DMA : les déclinaisons techniques du texte juridique

08.01.2023

Gestion d'entreprise

La Commission européenne travaille actuellement à l’interprétation pratique, et surtout technique, des règles fixées par le Digital Market Act (DMA). Une étape-clé pour l’efficience de cette nouvelle règlementation antitrust.

Petit à petit, le DMA fait son chemin. Entré en vigueur le 1er novembre 2022, ce nouveau cadre antitrust européen sera progressivement applicable à partir de mai 2023. Il constitue la première grande initiative pour réguler, en sus des règles du droit de la concurrence, la position ultra dominante des géants du numérique qui contrôlent l’accès (gatekeepers) à certains services en ligne (moteurs de recherche, places de marché, réseaux sociaux, etc.). Objectif : limiter les pratiques restrictives de concurrence afin de rétablir une concurrence plus ouverte entre les méta-plateformes et les autres acteurs sur le marché européen, et ainsi favoriser l’innovation et l’émergence de plateformes européennes.
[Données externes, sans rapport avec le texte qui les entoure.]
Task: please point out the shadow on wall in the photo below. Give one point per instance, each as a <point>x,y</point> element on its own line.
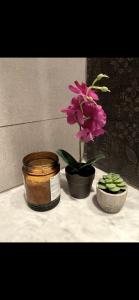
<point>120,144</point>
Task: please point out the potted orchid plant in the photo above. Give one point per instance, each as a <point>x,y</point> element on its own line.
<point>85,111</point>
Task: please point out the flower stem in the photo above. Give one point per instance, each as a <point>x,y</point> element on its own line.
<point>80,149</point>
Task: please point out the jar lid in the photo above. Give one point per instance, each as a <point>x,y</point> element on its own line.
<point>40,163</point>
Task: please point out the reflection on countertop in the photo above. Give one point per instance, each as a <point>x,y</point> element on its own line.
<point>72,220</point>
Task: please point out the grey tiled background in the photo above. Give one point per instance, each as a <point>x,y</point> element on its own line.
<point>120,144</point>
<point>32,92</point>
Un processus collaboratif pour élaborer le règlement d’application

Adopté avec une très grande rapidité pour un texte de cette ampleur (2 ans contre 8 ans pour le RGPD), le DMA impose aux méta-plateformes toute une série d’obligations et d’interdictions qu’il convient encore de traduire sur le plan technique. Pour ce faire, la Commission européenne conduit actuellement un large processus de consultation pour définir les modalités d’application pratiques de mise en œuvre des règles fixées par le texte.

Cette démarche collaborative s’appuie notamment sur des workshops et des consultations publiques. Le premier atelier a eu lieu le 5 décembre dernier sur le thème de l’auto-préférence (le fait pour un acteur de favoriser ses propres services et produits). D’autres ateliers thématiques sont prévus en 2023. La première consultation publique a été lancée mi-décembre pour une durée d’un mois. Elle vise plus particulièrement les aspects procéduraux liés à l’application du DMA, tels que le droit des parties d’être entendues et d’accéder au dossier, ainsi que les éléments figurant dans les formulaires de notification.
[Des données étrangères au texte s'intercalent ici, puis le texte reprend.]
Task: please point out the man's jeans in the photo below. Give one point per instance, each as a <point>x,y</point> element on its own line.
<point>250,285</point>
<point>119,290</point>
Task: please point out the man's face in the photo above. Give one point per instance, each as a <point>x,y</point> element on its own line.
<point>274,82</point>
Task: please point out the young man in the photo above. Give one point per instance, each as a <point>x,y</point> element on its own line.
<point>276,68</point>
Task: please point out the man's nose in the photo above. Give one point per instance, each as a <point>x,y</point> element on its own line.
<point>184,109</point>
Les forces et faiblesses de la nouvelle législation

« Le DMA est un texte révolutionnaire dans la mesure où il impose des règles ex-ante à des acteurs du numérique qui vont devoir les intégrer sous peine de sanctions. Cela a déjà été fait dans le secteur des télécoms mais pas dans le numérique », souligne Laurent Godfroid, avocat spécialisé en droit de la concurrence et associé du cabinet Gide à Bruxelles.
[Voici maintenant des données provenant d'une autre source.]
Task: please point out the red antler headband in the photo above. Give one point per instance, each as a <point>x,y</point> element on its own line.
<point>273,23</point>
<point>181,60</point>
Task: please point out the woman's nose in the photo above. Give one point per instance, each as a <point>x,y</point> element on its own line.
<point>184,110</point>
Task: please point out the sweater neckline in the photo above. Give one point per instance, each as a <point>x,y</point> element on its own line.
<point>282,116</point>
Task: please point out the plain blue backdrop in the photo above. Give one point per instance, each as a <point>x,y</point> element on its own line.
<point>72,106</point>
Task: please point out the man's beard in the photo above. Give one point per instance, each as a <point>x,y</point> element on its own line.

Mais pour mettre en œuvre et faire respecter ces nouvelles règles très techniques, Bruxelles va devoir se doter de solides ressources et compétences en la matière. « La Commission a dit qu’elle allait beaucoup recruter et mettre en place une direction chargée de la mise en œuvre de ce texte », rappelle l’avocat, pour qui le lancement de la phase de consultation est « un signal positif donné au marché » quant à la détermination de Bruxelles d’avancer, et vite.

Le corpus des sanctions prévues – financières, puis d’ordre structurel en cas d’infractions répétées – est-il dissuasif pour les géants du numérique ? « Ils ont atteint une telle surface financière que je ne suis pas sûr que les sanctions financières les affectent. En revanche, la sanction d’ordre structurel peut être catastrophique pour eux, c’est la véritable épée de Damoclès. » Reste que « c’est le juge qui va trancher en dernier ressort et il va donc falloir attendre les premiers contentieux pour connaître la règle ultime et les interprétations de la règle. Cela va prendre du temps. »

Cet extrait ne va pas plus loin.